I've sat through many wasted hours in code-reviews debating over finer points of the CLR. The best definitive answer is to develop a culture of performance in your organization and actively profile your application using a tool. Bottlenecks will appear and you address as needed.
I think you answered your own question -- if it becomes a problem, then yes! I don't think this is a .Net vs. Java question, it's really a "should we go to exceptional lengths to avoid doing certain types of work" question. If you need better performance than you have, and after doing some profiling you find that object instantiation or garbage collection is taking tons of time, then that's the time to try some unusual approach (like the pooling you mentioned).
I wish I were a "software legend" and could speak of this in my own voice and breath, but since I'm not, I rely upon SL's for such things.
I suggest the following blog post by Andrew Hunter on .NET GC would be helpful:
http://www.simple-talk.com/dotnet/.net-framework/understanding-garbage-collection-in-.net/
Even beyond performance aspects, the semantics of a method which modifies a passed-in mutable object will often be cleaner than those of a method which returns a new mutable object based upon an old one. The statements:
munger.Munge(someThing, otherParams);
someThing = munger.ComputeMungedVersion(someThing, otherParams);
may in some cases behave identically, but while the former does one thing, the latter will do two--equivalent to:
someThing = someThing.Clone(); // Or duplicate it via some other means
munger.Munge(someThing, otherParams);
If someThing is the only reference, anywhere in the universe, to a particular object, then replacing it with a reference to a clone will be a no-op, and so modifying a passed-in object will be equivalent to returning a new one. If, however, someThing identifies an object to which other references exist, the former statement would modify the object identified by all those references, leaving all the references attached to it, while the latter would cause someThing to become "detached".
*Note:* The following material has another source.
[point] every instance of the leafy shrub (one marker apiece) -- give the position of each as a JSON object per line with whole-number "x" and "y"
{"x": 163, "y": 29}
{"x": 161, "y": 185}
Depending upon the type of someThing and how it is used, its attachment or detachment may be moot issues. Attachment would be relevant if some object which holds a reference to the object could modify it while other references exist. Attachment is moot if the object will never be modified, or if no references outside someThing itself can possibly exist. If one can show that either of the latter conditions will apply, then replacing someThing with a reference to a new object will be fine. Unless the type of someThing is immutable, however, such a demonstration would require documentation beyond the declaration of someThing, since .NET provides no standard means of annotating that a particular reference will identify an object which--despite its being of mutable type--nobody is allowed to modify, nor of annotating that a particular reference should be the only one anywhere in the universe that identifies a particular object.